The fire blazed up again, but now it was stronger and more vivid. Again the shadows leaped into the woods, and again darted back to the fire, quivering about it in a mute, astonished dance. The wood crackled, and the leaves of the trees rustled softly. Alarmed by the waves of the heated atmosphere, the merry, vivacious tongues of fire, yellow and red, in sportive embrace, soared aloft, sowing sparks. The burning leaves flew, and the stars in the sky smiled to the sparks, luring them up to themselves.

"That's not my song. Thousands of people sing it. But they sing it to themselves, not realizing what a salutary lesson their unfortunate lives hold for all. How many men, tormented to death by work, miserable cripples, maimed, die silently from hunger! It is necessary to shout it aloud, brothers, it is necessary to shout it aloud!" He fell into a fit of coughing, bending and all a-shiver.

"Why?" asked Yefim. "My misery is my own affair. Just look at my joy."

"Don't interrupt," Rybin admonished.

"You yourself said a man mustn't boast of his misfortune," observed Yefim with a frown.

"That's a different thing. Savely's misfortune is a general affair, not merely his own. It's very different," said Rybin solemnly. "Here you have a man who has gone down to the depths and been suffocated.

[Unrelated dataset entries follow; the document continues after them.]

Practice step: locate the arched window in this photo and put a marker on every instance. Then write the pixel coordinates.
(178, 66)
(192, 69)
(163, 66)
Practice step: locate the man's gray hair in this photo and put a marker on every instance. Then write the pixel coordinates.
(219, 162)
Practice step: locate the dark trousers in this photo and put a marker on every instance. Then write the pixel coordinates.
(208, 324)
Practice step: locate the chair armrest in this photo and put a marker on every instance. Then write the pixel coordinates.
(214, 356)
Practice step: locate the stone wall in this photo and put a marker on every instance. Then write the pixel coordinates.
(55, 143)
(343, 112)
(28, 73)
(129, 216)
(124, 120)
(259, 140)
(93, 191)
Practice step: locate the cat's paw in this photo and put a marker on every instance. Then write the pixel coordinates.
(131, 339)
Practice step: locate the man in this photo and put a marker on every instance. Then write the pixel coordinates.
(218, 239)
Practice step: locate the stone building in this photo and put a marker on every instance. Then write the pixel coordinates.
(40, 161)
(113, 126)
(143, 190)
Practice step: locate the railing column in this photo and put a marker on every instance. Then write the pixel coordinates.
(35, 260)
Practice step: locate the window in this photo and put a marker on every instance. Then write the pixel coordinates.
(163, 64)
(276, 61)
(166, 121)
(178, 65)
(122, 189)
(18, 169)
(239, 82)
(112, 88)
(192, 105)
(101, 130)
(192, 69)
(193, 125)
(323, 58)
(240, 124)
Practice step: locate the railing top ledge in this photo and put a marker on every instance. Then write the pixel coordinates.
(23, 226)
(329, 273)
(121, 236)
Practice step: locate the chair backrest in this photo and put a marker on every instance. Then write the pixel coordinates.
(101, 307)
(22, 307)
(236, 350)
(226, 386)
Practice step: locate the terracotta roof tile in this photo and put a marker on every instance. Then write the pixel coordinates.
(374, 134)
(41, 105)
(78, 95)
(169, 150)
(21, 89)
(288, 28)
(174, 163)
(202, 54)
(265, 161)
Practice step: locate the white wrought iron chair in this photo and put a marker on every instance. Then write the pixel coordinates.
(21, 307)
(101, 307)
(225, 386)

Now he shouts to the world, 'Look out, don't go there!'"

Yakob put a pail of cider on the table, dropped a bundle of green branches, and said to the sick man:

"Come, Savely, I've brought you some milk."

Savely shook his head in declination, but Yakob took him under the arm, lifted him, and made him walk to the table.

"Listen," said Sofya softly to Rybin. She was troubled and reproached him. "Why did you invite him here? He may die any minute."